Established in 2019, the foundation is a way to help formalize the company’s Income Advance Program. “We came up with the idea after a United Way training for Bridges out of Poverty,” Ted said. “Like many small businesses, we sometimes paid people early or loaned them money when they needed help, but we decided to be more proactive, so we set up an account with North Country Federal Credit Union.” Since the start of the program, over 500 Rhino employees have received roughly half a million dollars in emergency funding. The foundation was created so the program could grow independently of the corporation.

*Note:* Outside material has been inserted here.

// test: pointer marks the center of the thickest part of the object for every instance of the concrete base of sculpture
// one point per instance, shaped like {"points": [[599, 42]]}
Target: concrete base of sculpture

Another Rhino Foods initiative is the Employee Exchange Program, which began in the early 1990s. “One of our largest customers had a high inventory and didn’t need any product,” Ted said. “We only had 40 people then, but we didn’t want to let anyone go because we knew we’d need them in a few months.” Under the Employee Exchange Program, Rhino loans out workers to those who need additional seasonal employees. This winter, several worked for Lake Champlain Chocolates, but in previous years, Vermont Teddy Bear, Gardeners’ Supply, Resolution, and Ben & Jerry’s have been recipients. “We send the other company a bill,” Ted said. “Our employees get exposure to another business while staying on our payroll and keeping their benefits.”
In addition to their charitable work at Rhino, both Ted and Anne are consummate volunteers. Ted has served on the board of Prevent Child Abuse Vermont, Vermont Businesses for Social Responsibility, Shelburne Farms, Inc., and the Community Sailing Center. Anne followed Ted to the Prevent Child Abuse Vermont board and has also volunteered at Charlotte Central School and Champlain Valley Union High School. Prior to the onset of COVID, she spent well over a decade doing a weekly shift at the Ronald McDonald House. The two have also volunteered for Special Olympics for a dozen years.
Rhino Foods has grown in its four decades of operation to a 250-person corporation. “We’ve had a lot of ups and downs,” Anne said, “but I’m extremely proud of what Ted has done, particularly his great relationships with employees.” Ted notes that the company never had a goal of growing to a particular size and has always remained privately owned. “We’ve put most of our efforts into workplace practices and sharing them with others,” he said, adding that the Income Advance Program is now in place at 70 other companies. “It has helped over 1,000 individuals who might have lost their jobs because they might have needed new tires or a water heater,” he said. “I believe business is where the action is, and you can make your biggest change there, either positively or negatively.”